Are you feeling the need for more balance, renewal, and resilience in your ministry and your life? Join Larry Peers for this time away to reflect on how you might revise some of your unexamined myths about ministry approaches and practices. Using self-assessments, coaching tools and presentations, Larry will help you develop a plan for recomposing the next chapter of your ministry in order to move toward sustained well-being.
What Will You Learn?
* How to identify unproductive behaviors and leadership narratives
* How to use self-assessment and coaching tools to re-focus your thinking and re-align your behavior toward well-being
* How to balance the demands that create strains in your health, your ministry, and your life
What Will You Take Home from this Learning Retreat?
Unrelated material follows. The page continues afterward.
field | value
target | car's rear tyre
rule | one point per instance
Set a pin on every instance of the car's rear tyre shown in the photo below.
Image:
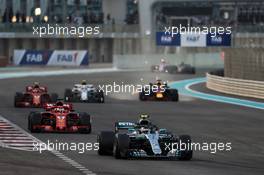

* An outstanding learning experience led and presented by Larry Peers, premier consultant/coach in the field of clergy leadership
* Fresh perspectives on your work, your life, and the relationship between them
* All materials you will use during the event
* An extensive annotated bibliography
* Opportunities for small group conversations with your peers throughout the three days
* A plan for approaching your own life and ministry that is meaningful, fruitful, and sustainable
Who Should Attend?
* Clergy
* Lay ministry professionals
* Seminary faculty
* Judicatory and denominational staff and officials responsible for clergy care
What Else Should You Know?
* This event will begin with lunch on Tuesday, January 22, and conclude with lunch on Thursday, January 24. Shared meals are an important part of the learning experience. Please try to arrange your travel in such a way as to be able to participate in these opening and closing meals.
* Scholarship assistance is available for clergy and lay leaders from small congregations. Click here for more information.
Who Is the Leader?
Larry Peers is a senior consultant, clergy coach and seminar leader with the Alban Institute, with expertise in whole systems strategic planning, congregational growth and change, clergy coaching, and conflict management. He has also served on the adjunct faculty of Hartford Seminary. An ordained minister for over twenty years, Larry has served local congregations, worked as a director of congregational growth and research for a denomination’s national office, and worked with clergy through the Lilly-funded Sustaining Pastoral Excellence Program. He has doctorates in congregational studies from Hartford Seminary and organizational change from Pepperdine University.